FOMO on Maximizing Wealth Potential

A personal CFO’s expertise can help optimize your financial resources, leading to increased wealth accumulation over time. A personal CFO will identify opportunities for growth and efficiency that you might overlook, helping you achieve your financial goals more effectively when it comes to areas such as financial forecasts, personal asset management, cash flow, and budgeting.

Support in Creating a Long-Term Vision

A personal CFO focuses on the long-term financial health of you and your family. That long-term vision helps to ensure that your financial plan evolves with you, adapting to life changes and economic shifts, potentially for generations to come. If you need support in developing a roadmap to achieve your desired legacy, a personal CFO can help.

Hiring Direct vs. Outsourcing CFO Services to a Firm

As mentioned, personal CFO services can be provided by an individual or a firm. Naturally, we are of the opinion that outsourcing CFO services to a firm comes with numerous benefits over hiring an individual to manage these tasks.

  • Greater Internal Controls: Working with a firm, with numerous professionals managing one account, inherently has more junctures for checks and balances than a single individual otherwise would.

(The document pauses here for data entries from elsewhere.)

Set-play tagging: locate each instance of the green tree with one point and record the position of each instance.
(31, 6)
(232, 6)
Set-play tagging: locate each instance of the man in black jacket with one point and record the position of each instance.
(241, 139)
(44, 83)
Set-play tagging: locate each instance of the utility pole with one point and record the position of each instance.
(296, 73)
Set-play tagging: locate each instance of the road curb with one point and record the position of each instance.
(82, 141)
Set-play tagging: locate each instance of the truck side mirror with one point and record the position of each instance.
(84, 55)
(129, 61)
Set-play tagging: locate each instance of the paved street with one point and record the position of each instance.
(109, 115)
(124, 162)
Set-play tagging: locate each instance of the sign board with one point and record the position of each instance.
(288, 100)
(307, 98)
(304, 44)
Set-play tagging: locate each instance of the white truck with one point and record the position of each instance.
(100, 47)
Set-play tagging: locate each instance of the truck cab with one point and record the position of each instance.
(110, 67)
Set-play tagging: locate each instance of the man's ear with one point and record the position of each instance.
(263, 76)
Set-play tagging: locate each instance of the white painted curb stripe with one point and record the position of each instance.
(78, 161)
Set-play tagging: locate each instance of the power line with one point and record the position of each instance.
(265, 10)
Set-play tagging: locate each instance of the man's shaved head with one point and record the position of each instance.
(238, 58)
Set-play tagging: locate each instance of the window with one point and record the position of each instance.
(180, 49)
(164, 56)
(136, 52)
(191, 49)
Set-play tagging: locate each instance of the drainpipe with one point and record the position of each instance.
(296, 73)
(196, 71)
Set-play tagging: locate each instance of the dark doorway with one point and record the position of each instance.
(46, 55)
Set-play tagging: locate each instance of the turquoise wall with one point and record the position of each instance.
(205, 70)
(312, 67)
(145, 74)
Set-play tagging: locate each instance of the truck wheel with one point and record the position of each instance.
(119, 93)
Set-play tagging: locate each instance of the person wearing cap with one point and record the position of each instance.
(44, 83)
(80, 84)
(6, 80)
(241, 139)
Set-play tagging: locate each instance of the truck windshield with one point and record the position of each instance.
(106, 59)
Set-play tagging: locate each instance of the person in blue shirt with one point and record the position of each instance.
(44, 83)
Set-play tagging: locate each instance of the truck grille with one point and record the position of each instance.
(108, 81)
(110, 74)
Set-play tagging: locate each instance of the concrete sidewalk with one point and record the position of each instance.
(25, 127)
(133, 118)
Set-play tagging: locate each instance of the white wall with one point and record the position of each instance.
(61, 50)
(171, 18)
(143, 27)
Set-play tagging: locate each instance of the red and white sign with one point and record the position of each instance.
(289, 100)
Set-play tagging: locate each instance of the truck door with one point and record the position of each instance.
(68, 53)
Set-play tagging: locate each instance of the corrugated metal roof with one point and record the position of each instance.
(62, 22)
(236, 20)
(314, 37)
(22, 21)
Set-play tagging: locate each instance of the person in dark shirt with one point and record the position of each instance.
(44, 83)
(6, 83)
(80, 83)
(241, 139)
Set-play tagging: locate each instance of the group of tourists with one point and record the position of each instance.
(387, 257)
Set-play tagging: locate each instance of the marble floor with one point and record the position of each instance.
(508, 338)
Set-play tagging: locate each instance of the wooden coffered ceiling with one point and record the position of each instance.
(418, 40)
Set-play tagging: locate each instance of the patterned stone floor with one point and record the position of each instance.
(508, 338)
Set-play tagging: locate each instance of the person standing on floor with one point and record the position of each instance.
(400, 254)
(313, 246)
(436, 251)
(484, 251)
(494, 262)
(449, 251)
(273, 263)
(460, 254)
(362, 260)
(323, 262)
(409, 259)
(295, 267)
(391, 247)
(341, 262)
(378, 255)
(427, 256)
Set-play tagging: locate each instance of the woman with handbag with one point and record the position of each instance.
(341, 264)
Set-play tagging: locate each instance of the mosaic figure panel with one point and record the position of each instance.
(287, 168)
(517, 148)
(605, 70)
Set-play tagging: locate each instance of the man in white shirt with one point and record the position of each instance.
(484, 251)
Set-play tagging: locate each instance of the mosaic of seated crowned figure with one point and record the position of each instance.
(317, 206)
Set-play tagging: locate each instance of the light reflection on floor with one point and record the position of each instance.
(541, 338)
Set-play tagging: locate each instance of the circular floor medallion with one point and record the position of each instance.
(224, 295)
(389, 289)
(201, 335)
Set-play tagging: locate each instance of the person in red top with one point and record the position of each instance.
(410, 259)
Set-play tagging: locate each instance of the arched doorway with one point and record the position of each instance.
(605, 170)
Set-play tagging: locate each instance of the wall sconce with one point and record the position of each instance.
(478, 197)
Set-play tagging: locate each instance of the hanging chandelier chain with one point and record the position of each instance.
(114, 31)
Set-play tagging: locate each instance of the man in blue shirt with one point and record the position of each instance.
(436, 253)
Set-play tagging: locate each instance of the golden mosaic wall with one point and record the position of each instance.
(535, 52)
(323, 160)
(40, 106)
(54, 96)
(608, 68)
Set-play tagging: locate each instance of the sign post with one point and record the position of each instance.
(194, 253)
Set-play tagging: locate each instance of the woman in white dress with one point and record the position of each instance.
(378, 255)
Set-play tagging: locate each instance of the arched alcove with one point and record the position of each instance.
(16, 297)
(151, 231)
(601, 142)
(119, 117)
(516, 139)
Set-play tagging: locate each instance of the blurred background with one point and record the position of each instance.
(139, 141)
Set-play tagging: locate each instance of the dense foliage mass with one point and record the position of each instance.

These controls help to ensure that the work is being done correctly, in addition to protecting the hiring individual or family against any malfeasance.
  • Team-based Approach: The lives and circumstances of UHNW individuals and families bring significant complexity. Relying on a single individual to manage all areas of lifestyle services related to CFO comes with a degree of risk. Working with a team accustomed to dealing with myriad requests and issues offers security through a larger talent pool of expertise.
  • Longevity of Service: Working with a single individual comes with key-person risk. Should something occur that causes the acting personal CFO to leave or prohibits them from serving the UHNW individual or family any longer, the UHNW individual or family naturally finds themselves left in a lurch, and in many cases starting from—or close to—scratch. Firms and multi-family offices come with the security of continuity of service. Should something happen to an individual working on an account, there are other trusted experts available—who are already familiar with the account in question and where things stand—to step in, seamlessly.

How to Choose a Personal CFO

Choosing a personal CFO involves several key considerations. First, assess their expertise and experience in financial management. A personal CFO should have a proven track record of working with individuals or families similar to yours.

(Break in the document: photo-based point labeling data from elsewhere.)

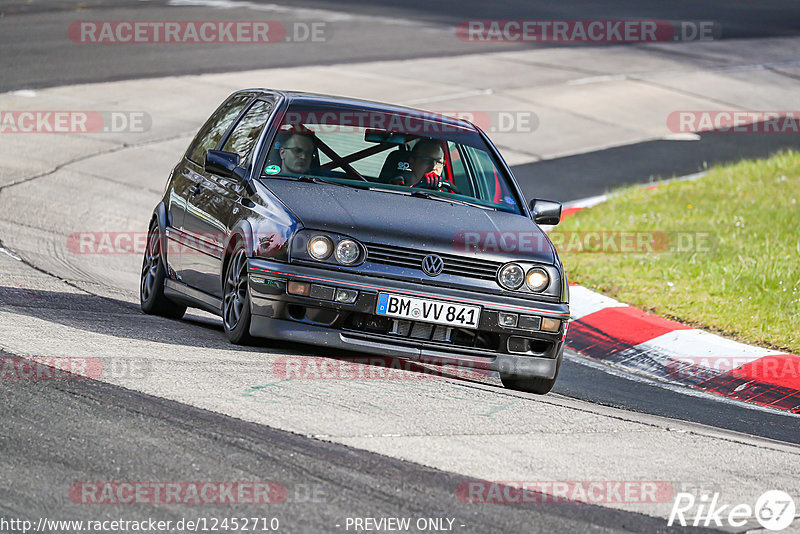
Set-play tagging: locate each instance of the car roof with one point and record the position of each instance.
(300, 97)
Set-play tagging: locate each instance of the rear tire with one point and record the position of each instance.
(236, 299)
(151, 284)
(537, 385)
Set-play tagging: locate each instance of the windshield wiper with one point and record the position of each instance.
(425, 194)
(318, 180)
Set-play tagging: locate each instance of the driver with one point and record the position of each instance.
(426, 163)
(296, 153)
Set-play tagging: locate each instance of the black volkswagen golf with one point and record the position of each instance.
(360, 226)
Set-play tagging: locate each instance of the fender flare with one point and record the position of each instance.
(161, 217)
(241, 229)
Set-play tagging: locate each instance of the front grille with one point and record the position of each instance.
(412, 259)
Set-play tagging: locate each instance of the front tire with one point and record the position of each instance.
(151, 284)
(537, 385)
(236, 299)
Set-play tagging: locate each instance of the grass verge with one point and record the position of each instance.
(721, 253)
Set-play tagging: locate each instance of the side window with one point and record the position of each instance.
(246, 133)
(212, 131)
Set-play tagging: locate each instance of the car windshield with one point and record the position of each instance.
(407, 154)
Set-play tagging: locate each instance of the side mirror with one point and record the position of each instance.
(226, 164)
(222, 163)
(545, 211)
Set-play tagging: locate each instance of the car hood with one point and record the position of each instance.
(418, 223)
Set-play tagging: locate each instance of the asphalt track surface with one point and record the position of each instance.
(62, 431)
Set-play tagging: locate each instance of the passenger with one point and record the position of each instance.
(426, 163)
(297, 153)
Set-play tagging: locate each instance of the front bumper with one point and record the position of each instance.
(524, 352)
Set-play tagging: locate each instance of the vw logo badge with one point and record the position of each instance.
(432, 265)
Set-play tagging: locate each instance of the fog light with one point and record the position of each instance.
(518, 345)
(346, 296)
(550, 325)
(509, 320)
(529, 322)
(347, 252)
(298, 288)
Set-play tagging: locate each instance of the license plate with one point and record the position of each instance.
(429, 311)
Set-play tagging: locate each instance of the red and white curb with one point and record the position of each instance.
(608, 330)
(605, 329)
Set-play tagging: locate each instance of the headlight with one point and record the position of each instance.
(511, 276)
(537, 279)
(320, 247)
(347, 252)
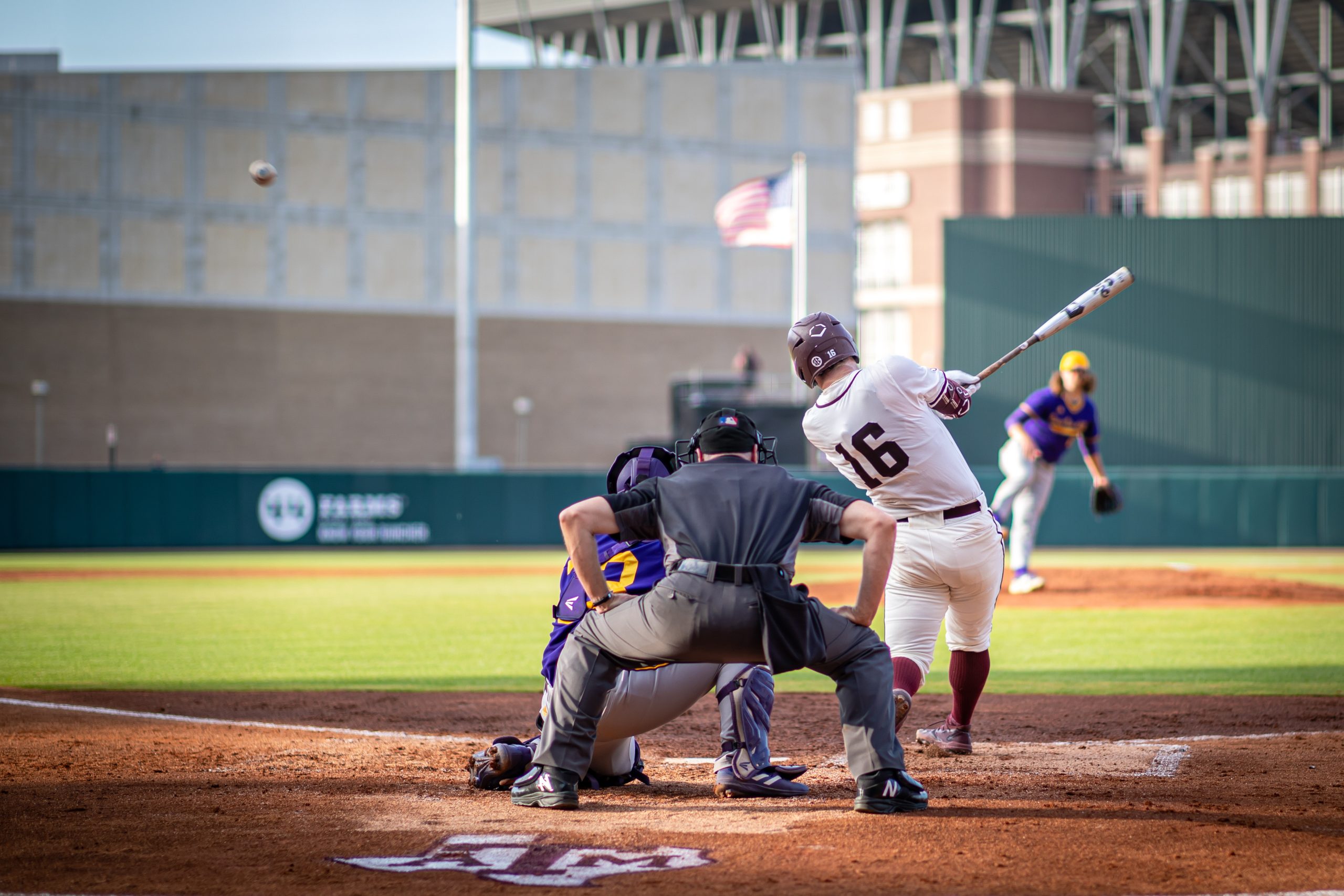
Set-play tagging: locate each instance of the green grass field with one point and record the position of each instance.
(476, 621)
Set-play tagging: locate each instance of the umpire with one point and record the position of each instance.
(731, 527)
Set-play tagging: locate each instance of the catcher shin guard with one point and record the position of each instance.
(747, 699)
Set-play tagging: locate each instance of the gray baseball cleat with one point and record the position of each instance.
(761, 782)
(902, 699)
(951, 738)
(890, 790)
(546, 787)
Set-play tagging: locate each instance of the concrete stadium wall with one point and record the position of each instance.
(217, 323)
(44, 510)
(219, 387)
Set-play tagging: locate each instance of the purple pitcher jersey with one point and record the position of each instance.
(631, 567)
(1053, 424)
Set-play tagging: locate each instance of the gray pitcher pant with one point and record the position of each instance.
(686, 618)
(1026, 489)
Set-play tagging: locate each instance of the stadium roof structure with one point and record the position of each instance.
(1198, 69)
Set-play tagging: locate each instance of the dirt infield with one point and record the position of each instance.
(100, 804)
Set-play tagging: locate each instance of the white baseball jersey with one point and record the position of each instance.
(877, 428)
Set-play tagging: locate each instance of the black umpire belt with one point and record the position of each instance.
(725, 571)
(952, 513)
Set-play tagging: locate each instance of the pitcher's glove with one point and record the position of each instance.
(1107, 499)
(496, 766)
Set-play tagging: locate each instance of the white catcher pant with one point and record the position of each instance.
(647, 699)
(1026, 487)
(944, 571)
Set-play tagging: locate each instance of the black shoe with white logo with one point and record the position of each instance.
(890, 790)
(546, 787)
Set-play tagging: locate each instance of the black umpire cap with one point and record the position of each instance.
(728, 431)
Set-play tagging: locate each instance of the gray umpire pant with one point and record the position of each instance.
(686, 618)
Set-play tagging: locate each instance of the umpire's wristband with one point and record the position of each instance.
(594, 605)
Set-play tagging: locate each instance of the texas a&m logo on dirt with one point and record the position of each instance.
(519, 859)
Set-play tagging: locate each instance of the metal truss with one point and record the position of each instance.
(1196, 69)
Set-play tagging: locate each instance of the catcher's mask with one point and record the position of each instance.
(726, 431)
(639, 464)
(817, 343)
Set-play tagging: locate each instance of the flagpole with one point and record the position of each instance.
(464, 202)
(800, 248)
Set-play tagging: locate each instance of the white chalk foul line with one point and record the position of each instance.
(238, 723)
(1166, 762)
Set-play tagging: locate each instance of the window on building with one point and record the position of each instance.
(882, 190)
(885, 332)
(1128, 202)
(1180, 199)
(1332, 193)
(898, 120)
(1233, 198)
(1285, 194)
(885, 254)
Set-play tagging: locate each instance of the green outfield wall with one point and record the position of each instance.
(51, 510)
(1229, 350)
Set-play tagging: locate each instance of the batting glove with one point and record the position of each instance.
(964, 379)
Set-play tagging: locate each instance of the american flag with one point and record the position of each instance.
(759, 213)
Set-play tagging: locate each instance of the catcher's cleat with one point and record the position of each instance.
(949, 736)
(890, 790)
(902, 699)
(1026, 583)
(762, 782)
(546, 787)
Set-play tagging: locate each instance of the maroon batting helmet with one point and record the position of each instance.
(817, 343)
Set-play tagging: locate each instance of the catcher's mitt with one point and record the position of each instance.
(1107, 499)
(496, 766)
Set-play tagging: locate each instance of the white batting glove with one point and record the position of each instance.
(964, 379)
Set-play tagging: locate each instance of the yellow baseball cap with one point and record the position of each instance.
(1073, 361)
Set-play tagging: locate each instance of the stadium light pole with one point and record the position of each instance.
(464, 208)
(39, 398)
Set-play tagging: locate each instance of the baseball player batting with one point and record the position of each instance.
(879, 426)
(646, 699)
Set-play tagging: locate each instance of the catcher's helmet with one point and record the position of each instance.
(726, 430)
(639, 464)
(817, 343)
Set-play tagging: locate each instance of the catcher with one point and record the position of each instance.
(1040, 433)
(646, 699)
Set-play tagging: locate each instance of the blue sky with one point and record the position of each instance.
(246, 34)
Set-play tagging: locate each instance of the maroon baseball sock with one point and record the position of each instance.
(906, 675)
(968, 673)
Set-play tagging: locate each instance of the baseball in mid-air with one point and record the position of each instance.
(262, 172)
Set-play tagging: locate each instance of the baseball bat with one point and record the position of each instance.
(1077, 309)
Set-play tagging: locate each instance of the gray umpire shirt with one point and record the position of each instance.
(730, 511)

Of equal importance is the candidate’s compatibility with your personal values and goals. The ultimate success of a personal CFO depends on the cultural fit with you and your family and how well the individual understands and aligns with your vision and how you want to work together. A personal CFO should be able to communicate clearly, be transparent about specific strategies and fees, and be proactive and anticipatory, versus reactive, when responding to your specific requests. Taking the initiative to alert a client to an issue or an opportunity well before it is on the client’s “radar” is what a good personal CFO does.

Also, consider how a personal CFO candidate approaches risk management. A good personal CFO will balance your financial ambitions with a prudent approach to risk.

Finally, delve into references and seek testimonials from previous clients. Doing your due diligence and meeting with potential personal CFOs in person is essential to build both your confidence in their abilities and to set the relationship off on the right foot.

In summary, a personal CFO can provide much-needed peace of mind for successful families whose financial pictures require robust and continual oversight. Knowing that a knowledgeable professional is overseeing your financial affairs, and who is there to proactively address any issues and risks, is invaluable to successful families.